Customers have found Aero Lift by doing Internet searches for "SkyTrak parts" or "used SkyTrak parts" after something in the field has gone wrong, Koontz says. "A guy goes [out to the field] and looks at it and produces a list with repairs and suddenly it's going to cost $5,500 [for a wheel]," he says. That's when the customers' own wheels start turning and they head to Koontz who will walk people through the repair if needed.

"Sometimes we know that repair better than the dealer because we've had a fleet of 40-50 of these things for four or five years," he says.

Changes

People still ask Koontz why he would ever give up a cush job being vice president to taking apart telehandlers in jeans and t-shirt. "If you're wired the way I am, you're going to be an entrepreneur," he says. "I used to tell people, 'If you could just quit what you were doing today - selling insurance or practicing law - and you could rebuild Harley's or Cameros or porches or just something that you could fool around with all day long, would you do it?' and almost unanimously they all say, 'Yes!'"

And that's what Koontz is doing; he's fooling around with something he loves. His kids are by his side, he has good days, "which there's still more than not" and he overall feels better today than yesterday.

"We have to use a different set of metrics to define success right now," he says. "You can't say, 'What is my profit? How much have I made this year?' because all of these metrics will drive you crazy - they're out of your control.

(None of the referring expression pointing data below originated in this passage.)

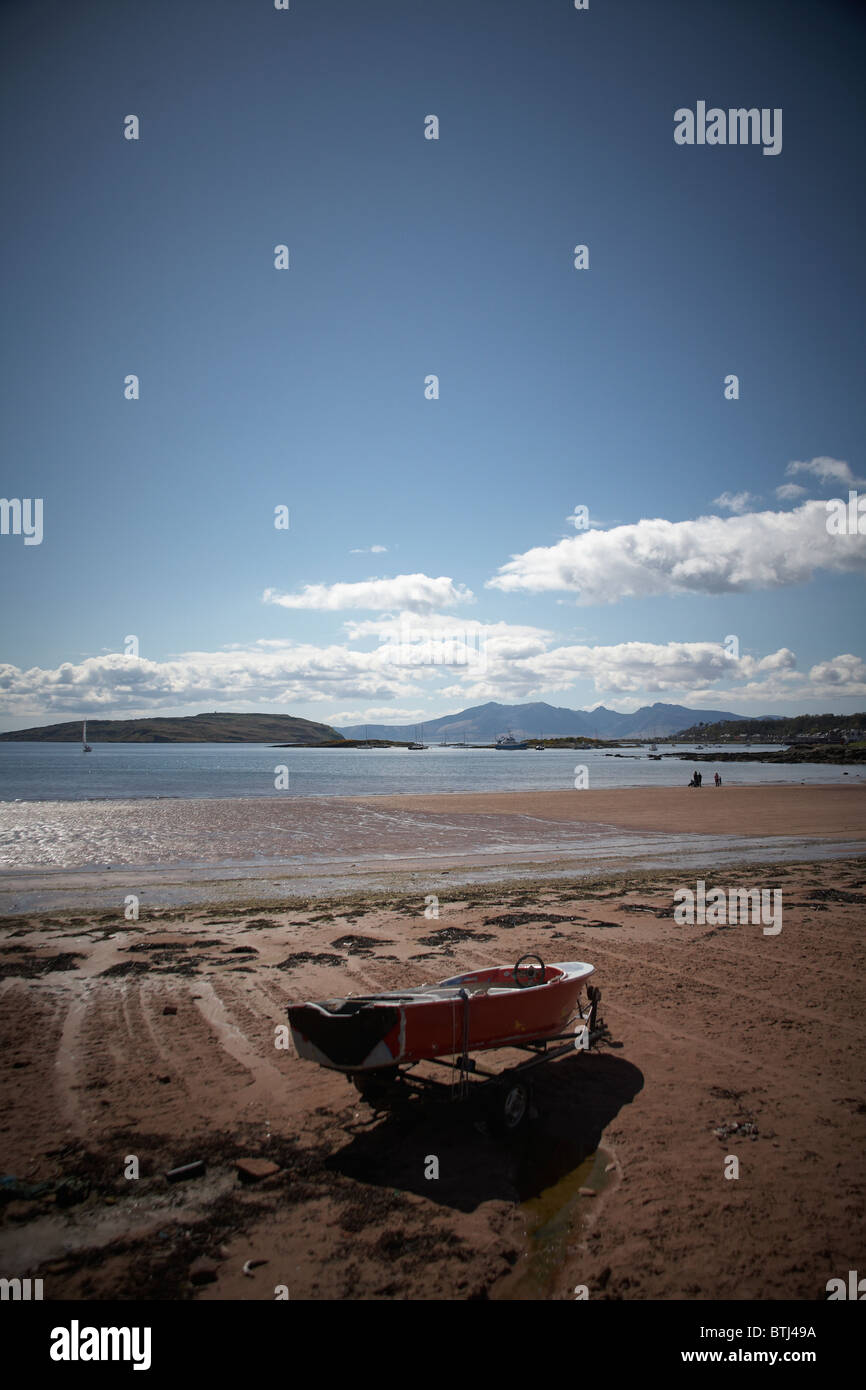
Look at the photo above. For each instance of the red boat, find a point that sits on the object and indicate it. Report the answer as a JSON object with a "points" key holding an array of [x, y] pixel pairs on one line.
{"points": [[496, 1008]]}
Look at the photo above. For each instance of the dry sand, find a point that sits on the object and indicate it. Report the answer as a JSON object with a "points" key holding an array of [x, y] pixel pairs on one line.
{"points": [[711, 1027]]}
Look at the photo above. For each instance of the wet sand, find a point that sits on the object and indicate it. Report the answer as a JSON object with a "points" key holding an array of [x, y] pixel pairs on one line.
{"points": [[91, 855], [712, 1029], [708, 811]]}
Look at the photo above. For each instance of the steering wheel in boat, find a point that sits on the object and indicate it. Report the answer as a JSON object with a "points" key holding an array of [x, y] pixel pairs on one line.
{"points": [[535, 976]]}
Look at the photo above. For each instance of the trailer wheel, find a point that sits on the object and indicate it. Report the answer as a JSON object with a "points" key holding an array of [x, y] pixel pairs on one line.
{"points": [[510, 1107]]}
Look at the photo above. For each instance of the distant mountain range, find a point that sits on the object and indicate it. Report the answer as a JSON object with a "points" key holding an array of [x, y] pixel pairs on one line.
{"points": [[484, 723], [193, 729]]}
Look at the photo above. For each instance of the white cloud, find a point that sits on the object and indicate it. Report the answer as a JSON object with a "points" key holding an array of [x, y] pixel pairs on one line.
{"points": [[709, 555], [382, 684], [417, 592], [737, 502], [829, 470]]}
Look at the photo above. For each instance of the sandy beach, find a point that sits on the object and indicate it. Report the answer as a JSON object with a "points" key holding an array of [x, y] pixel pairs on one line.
{"points": [[174, 852], [156, 1039]]}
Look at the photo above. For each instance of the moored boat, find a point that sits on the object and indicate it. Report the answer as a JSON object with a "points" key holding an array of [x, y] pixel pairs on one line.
{"points": [[496, 1008]]}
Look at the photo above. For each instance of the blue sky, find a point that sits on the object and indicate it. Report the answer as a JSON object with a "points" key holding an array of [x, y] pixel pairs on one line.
{"points": [[409, 257]]}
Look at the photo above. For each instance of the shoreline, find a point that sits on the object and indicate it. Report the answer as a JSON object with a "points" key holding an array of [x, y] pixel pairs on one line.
{"points": [[341, 845], [156, 1039]]}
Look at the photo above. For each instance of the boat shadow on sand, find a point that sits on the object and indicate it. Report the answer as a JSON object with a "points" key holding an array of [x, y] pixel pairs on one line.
{"points": [[574, 1100]]}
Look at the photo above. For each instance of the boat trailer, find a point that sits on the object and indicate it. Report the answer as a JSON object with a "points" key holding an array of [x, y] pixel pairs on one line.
{"points": [[506, 1096]]}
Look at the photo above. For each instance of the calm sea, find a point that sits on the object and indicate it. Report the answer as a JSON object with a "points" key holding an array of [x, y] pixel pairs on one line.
{"points": [[61, 772]]}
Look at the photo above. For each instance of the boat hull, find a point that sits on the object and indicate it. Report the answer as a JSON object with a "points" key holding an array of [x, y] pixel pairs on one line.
{"points": [[466, 1014]]}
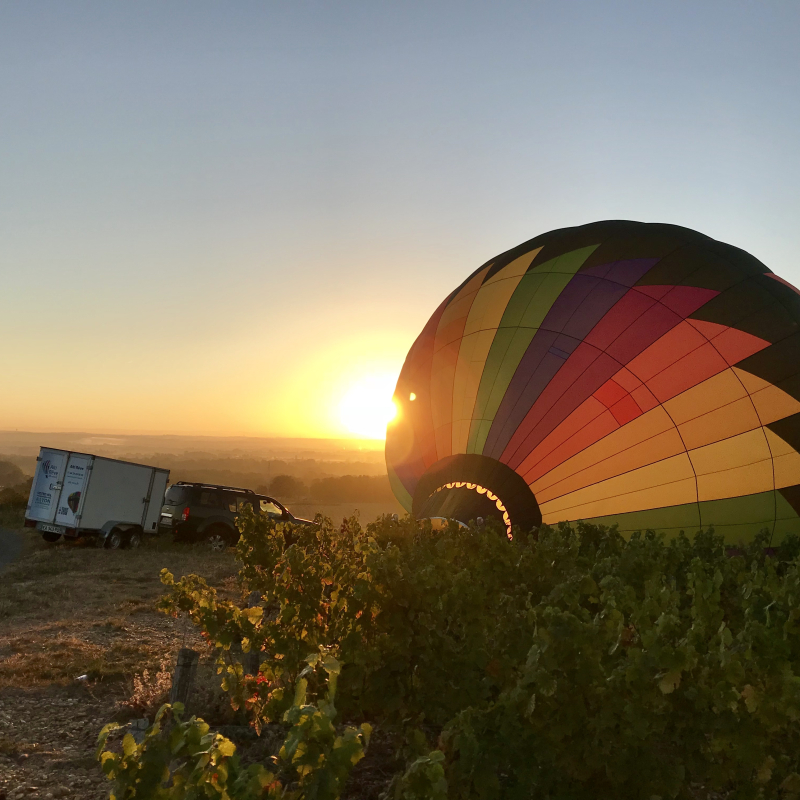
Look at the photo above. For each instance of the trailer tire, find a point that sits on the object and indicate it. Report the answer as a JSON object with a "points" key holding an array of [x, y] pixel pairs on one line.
{"points": [[114, 540], [219, 538]]}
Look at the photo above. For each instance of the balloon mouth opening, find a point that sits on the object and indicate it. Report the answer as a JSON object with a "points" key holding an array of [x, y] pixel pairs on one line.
{"points": [[466, 487], [467, 502]]}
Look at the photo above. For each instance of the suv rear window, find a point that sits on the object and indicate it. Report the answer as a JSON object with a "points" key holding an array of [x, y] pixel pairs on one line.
{"points": [[176, 496]]}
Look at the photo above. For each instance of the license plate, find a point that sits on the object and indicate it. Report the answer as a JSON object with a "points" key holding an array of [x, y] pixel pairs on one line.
{"points": [[48, 528]]}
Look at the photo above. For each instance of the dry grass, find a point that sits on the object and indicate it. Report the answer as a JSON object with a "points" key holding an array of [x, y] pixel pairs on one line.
{"points": [[70, 609]]}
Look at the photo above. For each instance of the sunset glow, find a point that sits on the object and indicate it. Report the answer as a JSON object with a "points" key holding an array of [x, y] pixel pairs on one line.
{"points": [[367, 408]]}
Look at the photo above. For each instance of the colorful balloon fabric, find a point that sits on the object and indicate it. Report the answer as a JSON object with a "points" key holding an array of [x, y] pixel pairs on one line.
{"points": [[618, 372]]}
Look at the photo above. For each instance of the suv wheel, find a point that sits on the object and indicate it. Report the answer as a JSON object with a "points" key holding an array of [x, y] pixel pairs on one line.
{"points": [[219, 538]]}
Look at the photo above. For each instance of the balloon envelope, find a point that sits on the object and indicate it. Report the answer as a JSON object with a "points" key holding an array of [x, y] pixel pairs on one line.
{"points": [[618, 372]]}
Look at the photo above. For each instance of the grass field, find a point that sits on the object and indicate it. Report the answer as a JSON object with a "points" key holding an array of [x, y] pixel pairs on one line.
{"points": [[69, 610]]}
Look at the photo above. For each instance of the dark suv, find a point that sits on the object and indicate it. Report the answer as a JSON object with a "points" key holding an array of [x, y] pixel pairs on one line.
{"points": [[194, 512]]}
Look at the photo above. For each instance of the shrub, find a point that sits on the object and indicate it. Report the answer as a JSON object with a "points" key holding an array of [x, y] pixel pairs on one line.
{"points": [[572, 665]]}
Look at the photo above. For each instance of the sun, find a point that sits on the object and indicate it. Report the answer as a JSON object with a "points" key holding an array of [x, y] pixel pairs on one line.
{"points": [[367, 408]]}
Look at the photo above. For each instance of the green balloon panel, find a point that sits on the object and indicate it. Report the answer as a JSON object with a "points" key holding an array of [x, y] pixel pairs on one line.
{"points": [[631, 373]]}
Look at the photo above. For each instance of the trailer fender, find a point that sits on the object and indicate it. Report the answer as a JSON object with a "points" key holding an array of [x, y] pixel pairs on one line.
{"points": [[127, 529]]}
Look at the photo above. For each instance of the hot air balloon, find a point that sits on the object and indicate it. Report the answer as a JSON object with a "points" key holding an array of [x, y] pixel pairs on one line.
{"points": [[626, 373]]}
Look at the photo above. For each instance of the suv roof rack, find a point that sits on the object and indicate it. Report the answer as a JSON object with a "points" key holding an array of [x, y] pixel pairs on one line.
{"points": [[213, 486]]}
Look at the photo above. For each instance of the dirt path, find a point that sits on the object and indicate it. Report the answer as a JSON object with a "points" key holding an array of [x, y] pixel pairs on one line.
{"points": [[68, 611]]}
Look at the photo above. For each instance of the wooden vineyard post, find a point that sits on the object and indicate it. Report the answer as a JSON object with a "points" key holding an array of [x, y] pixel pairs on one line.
{"points": [[183, 679], [251, 661]]}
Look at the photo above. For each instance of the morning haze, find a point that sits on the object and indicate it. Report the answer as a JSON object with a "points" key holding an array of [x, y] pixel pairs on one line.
{"points": [[218, 220]]}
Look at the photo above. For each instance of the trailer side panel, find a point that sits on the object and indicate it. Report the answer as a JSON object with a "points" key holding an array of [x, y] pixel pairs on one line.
{"points": [[117, 491]]}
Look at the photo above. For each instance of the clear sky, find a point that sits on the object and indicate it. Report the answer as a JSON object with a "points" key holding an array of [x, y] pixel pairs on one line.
{"points": [[219, 217]]}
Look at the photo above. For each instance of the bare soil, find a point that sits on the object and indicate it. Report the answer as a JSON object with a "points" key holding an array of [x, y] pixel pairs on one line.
{"points": [[82, 644], [77, 623]]}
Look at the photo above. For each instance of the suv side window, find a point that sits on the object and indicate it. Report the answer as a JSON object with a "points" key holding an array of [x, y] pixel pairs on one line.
{"points": [[210, 499], [268, 507]]}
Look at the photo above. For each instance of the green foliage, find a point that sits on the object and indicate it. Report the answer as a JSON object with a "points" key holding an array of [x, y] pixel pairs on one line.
{"points": [[424, 779], [178, 759], [573, 665], [181, 760]]}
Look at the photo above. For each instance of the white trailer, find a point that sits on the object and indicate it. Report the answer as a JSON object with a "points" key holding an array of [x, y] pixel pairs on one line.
{"points": [[79, 494]]}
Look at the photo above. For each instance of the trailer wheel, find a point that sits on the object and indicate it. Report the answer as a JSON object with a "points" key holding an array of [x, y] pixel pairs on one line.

"The market is up and down, you go home and see birds on TV swathed in oil, it's just non-stop. You have to ask yourself if you are making progress in your business, are you doing something worthwhile. 'Am I taking care of myself physically, spiritually and mentally? Am I better today than yesterday?' Then you can rest at night a little more comfortably."

Koontz says this type of thinking and advice has guided him his entire life, and even more so since he founded the parts service. While Detroit still suffers, Koontz says he's seen a few basements being poured for new housing starts and that where they had previously been stopped to zero miles per hour, they're now slowly rolling along.

"I've been at this aggressively for a long time and it has become my identity for better or for worse," he says. "When it works, my life is real cool adventure. I've yet to meet the man I'd rather be."